Bring It On!: Equal Pay Strikes Looms

By Richie Venton, SSP Workplace Organiser

“Bring it on!”

That’s the most common expression of women battling for equal pay justice, in the wake of an absolutely astonishing majority vote for strike action.

Members of the GMB in Glasgow City Council areas like home care, catering and cleaning voted by a sweeping 97.8% YES to strike action, as did 96% of UNISON members in their simultaneous ballots.

Although smaller sectors of the workforce, like Glasgow Life, voted 81% in favour of strike action for pay justice, they just narrowly missed the outrageous 50% threshold – imposed by the Tories as a high hurdle to make legal industrial action well nigh impossible. The same Tories who seized power on the basis of just 29% of the UK electorate and a derisory 19% of registered voters in Scotland, imposed anti-democratic, anti-union laws that prevent an 81% majority of voters having their decision count, because 50% of all potential voters didn’t vote. This makes the result in the main groups of council workers all the more remarkable; smashing through the Tory barriers, with almost literally nobody voting against strike action.

Broken Promises

This fight for equality has dragged on since at least 2007. For over a decade, the ruling Labour council consciously, brutally denied thousands of women workers equal pay, despite the High Court ruling their pay and grading system ‘unfit for purpose’.

Then in 2017, the SNP swept to office in Glasgow on a manifesto highlighting their promise to rapidly implement pay equality, for women robbed of at least £3-an-hour, year after year.

Contrary to their election pledge, the SNP dragged their feet, until the biggest equal pay strike in UK history was staged by 8,000 workers in October 2018. This dramatic, powerful action forced the council into a deal that issued thousands of workers with interim payments to compensate for the unequal pay they’d suffered up to 2018, with promises of a complete overhaul of the council pay and grading system by April 2021, through a Job Evaluation exercise designed to achieve equal pay, going forward.

SNP Divide and Rule

That deadline has been and gone. For four years these (overwhelmingly women) workers have been robbed of wages, every hour of every day since 2018. Worse still, the SNP council has stooped to divide-and-rule tactics by trying to exclude thousands of previously included workers from any future interim payments, and delayed the deadline for Job Evaluation until April 2024 – which most of the workforce think is an utterly unrealistic timescale, leading to their demand for immediate, further interim payments for the long hard years they’ve worked since 2018.

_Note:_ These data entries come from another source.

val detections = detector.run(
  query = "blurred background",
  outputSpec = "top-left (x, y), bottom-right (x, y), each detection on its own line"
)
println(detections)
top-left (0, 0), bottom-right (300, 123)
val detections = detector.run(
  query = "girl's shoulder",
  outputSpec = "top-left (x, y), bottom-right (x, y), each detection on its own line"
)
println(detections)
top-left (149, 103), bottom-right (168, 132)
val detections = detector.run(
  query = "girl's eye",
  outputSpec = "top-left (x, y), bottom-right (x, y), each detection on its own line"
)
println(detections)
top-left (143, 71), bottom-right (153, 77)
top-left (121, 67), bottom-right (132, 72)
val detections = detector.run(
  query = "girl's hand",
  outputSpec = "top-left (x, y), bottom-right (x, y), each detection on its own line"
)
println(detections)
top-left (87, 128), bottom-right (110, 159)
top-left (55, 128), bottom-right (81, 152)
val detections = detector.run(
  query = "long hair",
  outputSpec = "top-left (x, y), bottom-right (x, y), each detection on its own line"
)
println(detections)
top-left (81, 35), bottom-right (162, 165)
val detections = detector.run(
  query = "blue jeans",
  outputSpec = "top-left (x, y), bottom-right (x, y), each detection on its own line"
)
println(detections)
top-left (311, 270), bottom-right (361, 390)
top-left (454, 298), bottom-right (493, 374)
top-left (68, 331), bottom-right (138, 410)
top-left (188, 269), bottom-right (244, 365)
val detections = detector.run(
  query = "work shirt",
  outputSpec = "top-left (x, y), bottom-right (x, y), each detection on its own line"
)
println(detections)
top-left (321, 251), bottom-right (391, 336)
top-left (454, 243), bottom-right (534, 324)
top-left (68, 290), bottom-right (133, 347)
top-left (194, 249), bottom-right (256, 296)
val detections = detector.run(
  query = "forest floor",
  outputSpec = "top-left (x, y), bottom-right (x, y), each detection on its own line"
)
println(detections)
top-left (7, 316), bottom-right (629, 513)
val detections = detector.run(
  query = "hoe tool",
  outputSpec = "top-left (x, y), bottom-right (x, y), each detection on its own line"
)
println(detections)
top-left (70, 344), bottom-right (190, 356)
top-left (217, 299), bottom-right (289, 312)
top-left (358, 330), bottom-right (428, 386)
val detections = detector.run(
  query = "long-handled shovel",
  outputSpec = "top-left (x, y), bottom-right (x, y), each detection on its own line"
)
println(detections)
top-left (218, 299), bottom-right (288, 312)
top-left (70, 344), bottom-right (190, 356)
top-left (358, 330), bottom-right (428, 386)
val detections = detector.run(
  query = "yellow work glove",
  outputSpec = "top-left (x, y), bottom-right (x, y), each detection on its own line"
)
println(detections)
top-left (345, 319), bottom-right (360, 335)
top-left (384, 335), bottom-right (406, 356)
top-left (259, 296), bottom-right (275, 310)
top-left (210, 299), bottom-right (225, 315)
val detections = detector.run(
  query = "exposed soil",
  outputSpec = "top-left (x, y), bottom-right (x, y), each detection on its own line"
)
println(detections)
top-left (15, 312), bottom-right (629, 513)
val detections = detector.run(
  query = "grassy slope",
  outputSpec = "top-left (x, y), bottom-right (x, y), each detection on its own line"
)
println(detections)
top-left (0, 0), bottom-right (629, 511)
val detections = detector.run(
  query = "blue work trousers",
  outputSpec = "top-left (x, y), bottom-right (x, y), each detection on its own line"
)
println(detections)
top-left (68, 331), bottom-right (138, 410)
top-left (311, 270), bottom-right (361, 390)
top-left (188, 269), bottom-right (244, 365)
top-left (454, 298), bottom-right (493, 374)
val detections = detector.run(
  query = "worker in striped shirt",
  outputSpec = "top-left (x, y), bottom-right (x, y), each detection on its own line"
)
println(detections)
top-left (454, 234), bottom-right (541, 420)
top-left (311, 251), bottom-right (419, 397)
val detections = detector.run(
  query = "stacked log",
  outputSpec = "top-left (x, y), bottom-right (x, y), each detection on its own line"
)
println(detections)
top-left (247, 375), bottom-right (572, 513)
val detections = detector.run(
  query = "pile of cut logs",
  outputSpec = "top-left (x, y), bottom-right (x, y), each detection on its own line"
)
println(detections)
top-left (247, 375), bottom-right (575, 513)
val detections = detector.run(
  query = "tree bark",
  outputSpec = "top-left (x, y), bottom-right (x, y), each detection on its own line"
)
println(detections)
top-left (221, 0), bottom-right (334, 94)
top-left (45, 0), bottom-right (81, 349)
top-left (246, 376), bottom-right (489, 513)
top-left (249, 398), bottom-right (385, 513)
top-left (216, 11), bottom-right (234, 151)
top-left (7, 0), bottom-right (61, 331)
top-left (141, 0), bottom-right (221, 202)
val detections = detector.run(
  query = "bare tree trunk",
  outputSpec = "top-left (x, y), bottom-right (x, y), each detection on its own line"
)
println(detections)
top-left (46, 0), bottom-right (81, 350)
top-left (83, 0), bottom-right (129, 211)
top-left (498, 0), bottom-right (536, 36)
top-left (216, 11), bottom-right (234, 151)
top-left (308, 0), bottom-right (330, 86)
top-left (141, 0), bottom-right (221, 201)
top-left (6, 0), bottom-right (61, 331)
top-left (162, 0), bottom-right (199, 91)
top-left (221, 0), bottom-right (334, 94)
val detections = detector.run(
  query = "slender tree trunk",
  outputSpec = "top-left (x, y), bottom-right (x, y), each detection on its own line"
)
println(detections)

In the face of mounting workers’ anger and impatience at their antics, and the ballots for strike action to force them to cough up, the SNP council has begun to beat a retreat, anxious to avoid strikes in the run-up to the May Council elections – but in a fashion once again designed to divide-and-conquer the workforce.

They’ve just this week conceded that they’ll issue interim payments to ‘new claimants’ – workers always entitled to such payments, who for various reasons hadn’t lodged claims in the past, often because they mistakenly thought they’d automatically get pay-outs alongside those referred to as ‘historic claimants’. But not a word so far about compensation to the latter, for the years of pay inequality since 2018.

A mighty battle looms, with a workforce furious and determined to win pay justice, as demonstrated by the landslide votes for strike action. The SNP council face the choice: pay up now, or face thousands of council workers on strike, picketing and demonstrating as the incumbent SNP councillors plead for votes to retain their seats!

Scottish Labour Hypocrisy

Whilst workers undoubtedly welcome support from anyone in their struggle, it’s a bit rich, to put it very politely, for most Scottish Labour politicians to claim to side with them, after Labour’s appalling record in office, prior to 2017. They were kicked out by the people of Glasgow that year in no small measure due to their vicious refusal to grant equal pay, which they even used Court action to try and block.

Solidarity of the SSP

The Scottish Socialist Party has a proud, clean record of standing up for equal pay, before, during and since the 2018 strikes. We have actively given our solidarity in the current battle for pay justice. The SSP as a whole, and all SSP candidates in May’s elections, are determined to build solidarity with these women workers in our own trade unions and communities. And we say that if the council lacks the funds to compensate workers for decades of wage robbery, they should get up on their hind legs, alongside the unions, and demand the funds off the Scottish government to end this scandalous theft of workers’ just entitlements.

Nor should they get away with begrudgingly granting interim payments at the expense of cuts to jobs or other services.

The SSP, in common with council workers’ unions, calls for a No Cuts Budget in defiance of the Tory cuts, meekly passed down by the Holyrood government. And we advocate a massive campaign by trade unionists and communities to win back some of the stolen £millions off central government, to defend all services, meet the current council workers’ pay claim for £3,000 across the board, underpinned by a £12-an-hour minimum wage for all council workers – with immediate equal pay for women.